O solarengo dia de Primavera desafiou-nos a estender as velas e a arejar as humidades acumuladas pela extensa invernia. O “Escapadinha” é um barquito perfeito para esse langor que, nos idos da invernia, anuncia a chegada da época estival. E assim foi: a débil aragem de sudoeste não deu para navegar a sério, deixando-nos a boiar e a progredir lentamente, com total indolência, ao sabor da brisa preguiçosa — como nós.
Nestas condições, o suave embalar de um pequeno veleiro na baía de Lagos permite gozar essa tranquilidade e encetar calmas conversas que se vão arrastando, à deriva, pelos mais variados assuntos. Com cerca de uma hora deste arrojado périplo marítimo — em que a distância percorrida se poderia medir a palmos, dispensando a enorme milha náutica de tal tarefa — e tendo ligado o motor para mudar de posição (já que eu pretendia um melhor ângulo para fotografar o perfil da cidade), eis que nos aproximamos de um pássaro de bom tamanho que não levanta voo à nossa passagem.
Ao verificarmos que se movia com dificuldade, manobrámos o veleiro e acercámo-nos da ave.
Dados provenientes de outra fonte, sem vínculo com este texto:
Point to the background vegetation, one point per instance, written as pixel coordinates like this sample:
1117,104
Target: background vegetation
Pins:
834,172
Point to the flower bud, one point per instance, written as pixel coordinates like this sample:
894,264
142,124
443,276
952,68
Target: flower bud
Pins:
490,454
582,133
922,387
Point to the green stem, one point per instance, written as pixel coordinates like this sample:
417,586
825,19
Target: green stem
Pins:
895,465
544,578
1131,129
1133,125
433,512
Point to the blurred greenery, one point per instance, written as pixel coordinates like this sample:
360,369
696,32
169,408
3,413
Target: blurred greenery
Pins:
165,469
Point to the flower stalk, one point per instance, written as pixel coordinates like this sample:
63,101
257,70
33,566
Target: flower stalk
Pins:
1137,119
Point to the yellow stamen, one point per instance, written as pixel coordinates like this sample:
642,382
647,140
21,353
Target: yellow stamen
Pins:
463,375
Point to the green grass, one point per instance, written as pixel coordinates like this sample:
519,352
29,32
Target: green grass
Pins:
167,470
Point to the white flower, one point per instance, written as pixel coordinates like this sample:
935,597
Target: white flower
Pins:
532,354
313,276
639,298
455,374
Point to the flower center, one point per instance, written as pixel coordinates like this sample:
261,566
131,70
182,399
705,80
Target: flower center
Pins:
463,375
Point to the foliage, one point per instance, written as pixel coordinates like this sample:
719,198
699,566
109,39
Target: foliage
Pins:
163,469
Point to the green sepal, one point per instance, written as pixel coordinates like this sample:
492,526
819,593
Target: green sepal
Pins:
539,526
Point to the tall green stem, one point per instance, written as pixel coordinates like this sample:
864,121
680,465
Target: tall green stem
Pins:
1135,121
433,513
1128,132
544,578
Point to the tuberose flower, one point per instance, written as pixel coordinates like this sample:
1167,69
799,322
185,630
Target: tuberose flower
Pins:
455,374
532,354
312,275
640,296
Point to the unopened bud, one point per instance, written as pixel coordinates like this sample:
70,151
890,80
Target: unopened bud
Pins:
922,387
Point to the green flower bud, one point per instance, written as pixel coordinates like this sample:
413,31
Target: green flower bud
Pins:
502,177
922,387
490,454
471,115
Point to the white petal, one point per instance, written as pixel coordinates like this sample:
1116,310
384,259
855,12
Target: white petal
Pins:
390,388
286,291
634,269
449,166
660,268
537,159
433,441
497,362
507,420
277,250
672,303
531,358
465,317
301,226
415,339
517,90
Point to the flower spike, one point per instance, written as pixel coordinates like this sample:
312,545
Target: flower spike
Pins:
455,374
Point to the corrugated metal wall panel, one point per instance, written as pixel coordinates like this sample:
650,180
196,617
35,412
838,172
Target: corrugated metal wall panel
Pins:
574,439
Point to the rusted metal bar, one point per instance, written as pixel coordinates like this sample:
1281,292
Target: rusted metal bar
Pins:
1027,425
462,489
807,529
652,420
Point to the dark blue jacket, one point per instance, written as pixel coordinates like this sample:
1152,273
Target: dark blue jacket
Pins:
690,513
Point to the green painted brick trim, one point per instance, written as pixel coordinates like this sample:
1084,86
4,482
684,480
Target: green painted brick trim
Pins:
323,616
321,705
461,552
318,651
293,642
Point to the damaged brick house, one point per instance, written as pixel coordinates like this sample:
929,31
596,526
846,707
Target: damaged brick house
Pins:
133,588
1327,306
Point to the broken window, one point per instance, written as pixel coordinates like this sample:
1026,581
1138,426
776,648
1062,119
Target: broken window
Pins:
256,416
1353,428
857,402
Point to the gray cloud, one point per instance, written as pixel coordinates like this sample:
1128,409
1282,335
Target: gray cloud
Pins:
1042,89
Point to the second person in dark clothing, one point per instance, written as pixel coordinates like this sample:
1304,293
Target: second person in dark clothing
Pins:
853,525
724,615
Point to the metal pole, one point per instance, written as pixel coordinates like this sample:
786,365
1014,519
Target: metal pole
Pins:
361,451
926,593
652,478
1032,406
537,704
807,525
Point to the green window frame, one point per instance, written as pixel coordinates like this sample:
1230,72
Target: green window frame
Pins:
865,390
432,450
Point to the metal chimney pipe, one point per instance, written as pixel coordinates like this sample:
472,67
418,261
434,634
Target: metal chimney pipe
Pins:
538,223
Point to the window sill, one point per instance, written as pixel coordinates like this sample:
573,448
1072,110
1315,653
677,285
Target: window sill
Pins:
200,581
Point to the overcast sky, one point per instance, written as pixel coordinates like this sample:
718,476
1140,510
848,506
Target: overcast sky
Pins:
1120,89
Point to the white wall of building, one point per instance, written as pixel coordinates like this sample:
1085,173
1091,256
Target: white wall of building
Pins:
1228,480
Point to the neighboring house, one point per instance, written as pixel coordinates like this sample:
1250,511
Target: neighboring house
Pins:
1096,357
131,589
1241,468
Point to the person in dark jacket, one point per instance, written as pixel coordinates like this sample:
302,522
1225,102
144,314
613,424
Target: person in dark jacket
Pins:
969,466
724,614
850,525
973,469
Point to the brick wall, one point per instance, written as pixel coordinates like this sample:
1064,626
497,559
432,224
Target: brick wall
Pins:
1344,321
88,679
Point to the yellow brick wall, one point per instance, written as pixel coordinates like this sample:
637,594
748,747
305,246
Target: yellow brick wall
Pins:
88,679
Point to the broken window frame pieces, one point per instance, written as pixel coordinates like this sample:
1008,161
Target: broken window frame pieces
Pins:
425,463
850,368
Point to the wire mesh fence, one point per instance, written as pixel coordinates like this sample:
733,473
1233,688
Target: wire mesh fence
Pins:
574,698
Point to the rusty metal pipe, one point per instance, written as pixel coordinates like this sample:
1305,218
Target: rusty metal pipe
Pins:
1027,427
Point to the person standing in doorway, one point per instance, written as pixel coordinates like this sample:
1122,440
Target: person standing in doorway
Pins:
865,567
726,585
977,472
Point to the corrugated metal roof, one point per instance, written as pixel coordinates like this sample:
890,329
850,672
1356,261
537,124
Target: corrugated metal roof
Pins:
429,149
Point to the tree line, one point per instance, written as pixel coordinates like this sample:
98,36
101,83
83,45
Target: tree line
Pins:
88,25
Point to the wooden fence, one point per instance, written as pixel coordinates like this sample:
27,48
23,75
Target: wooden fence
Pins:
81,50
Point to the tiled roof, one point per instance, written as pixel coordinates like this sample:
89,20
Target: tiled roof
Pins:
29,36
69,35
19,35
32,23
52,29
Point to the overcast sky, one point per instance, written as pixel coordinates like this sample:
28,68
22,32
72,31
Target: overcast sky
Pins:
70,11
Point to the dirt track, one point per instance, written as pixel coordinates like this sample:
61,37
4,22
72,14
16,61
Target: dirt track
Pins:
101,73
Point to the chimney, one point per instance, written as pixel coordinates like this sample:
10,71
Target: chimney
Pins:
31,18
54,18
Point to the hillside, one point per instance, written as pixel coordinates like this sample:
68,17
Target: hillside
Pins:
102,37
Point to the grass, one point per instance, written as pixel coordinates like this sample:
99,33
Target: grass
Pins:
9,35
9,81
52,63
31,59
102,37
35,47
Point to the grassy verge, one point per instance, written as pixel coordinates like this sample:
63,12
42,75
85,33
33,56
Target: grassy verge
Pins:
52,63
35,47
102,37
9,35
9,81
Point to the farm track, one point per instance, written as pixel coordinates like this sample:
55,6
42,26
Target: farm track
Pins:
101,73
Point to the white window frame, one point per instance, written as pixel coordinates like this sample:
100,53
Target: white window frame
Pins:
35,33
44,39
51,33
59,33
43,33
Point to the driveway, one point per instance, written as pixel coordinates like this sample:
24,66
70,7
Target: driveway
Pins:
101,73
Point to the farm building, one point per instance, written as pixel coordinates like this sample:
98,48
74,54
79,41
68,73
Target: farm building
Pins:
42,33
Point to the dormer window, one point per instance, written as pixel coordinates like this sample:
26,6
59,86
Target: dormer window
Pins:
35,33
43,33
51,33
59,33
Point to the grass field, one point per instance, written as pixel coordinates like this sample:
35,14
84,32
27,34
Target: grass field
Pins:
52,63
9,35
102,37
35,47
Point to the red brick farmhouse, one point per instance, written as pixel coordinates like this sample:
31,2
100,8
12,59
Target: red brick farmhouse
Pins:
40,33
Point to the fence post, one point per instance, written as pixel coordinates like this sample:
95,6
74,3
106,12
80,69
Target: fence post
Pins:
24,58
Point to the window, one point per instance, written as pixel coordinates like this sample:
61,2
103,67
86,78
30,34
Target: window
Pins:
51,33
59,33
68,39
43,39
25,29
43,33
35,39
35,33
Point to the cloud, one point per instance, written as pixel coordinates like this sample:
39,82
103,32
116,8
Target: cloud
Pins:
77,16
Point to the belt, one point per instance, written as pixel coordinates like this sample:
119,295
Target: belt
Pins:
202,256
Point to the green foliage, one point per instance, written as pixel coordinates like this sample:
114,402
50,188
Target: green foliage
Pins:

O ganso-patola, ou alcatraz, tinha as patas travadas por uma amostra de pesca que, com os seus anzóis cravados nas membranas, impedia o animal de nadar livremente e, com isso, ganhar velocidade para se erguer nos ares. Nadava mal, não voava e parecia esgotado. O bicho estava à rasca — confirmando que não é apenas em terra firme que há seres à rasca.
Manobrámos de forma a prendê-lo, com o croque, pela amostra que lhe imobilizava as patas. E ele, depois de uma breve tentativa de mergulhar, deixou de se debater, e puxámo-lo para bordo. Pacientemente, fui cortando as pontas dos anzóis e desprendendo as piteiras, enquanto o Tó segurava o bicho, evitando que este se debatesse e fizesse com que os anzóis se cravassem nos meus dedos.
Depois, o Tó segurou-o firmemente por uns segundos enquanto eu fotografava — na foto parece que está a exercer uma enorme força sobre o animal, mas não é assim. Da operação propriamente dita não há fotos, senão do antes e do depois, bem como da artimanha piscatória que atraiçoa tantas aves aquáticas.
Livre da mortal armadilha, o ganso-patola lá ficou a boiar, exercitando as asas — talvez recuperando da fadiga física e do abalo de ter sido agarrado por mãos humanas.
Este estava à rasca, mas safou-se — ou assim parece.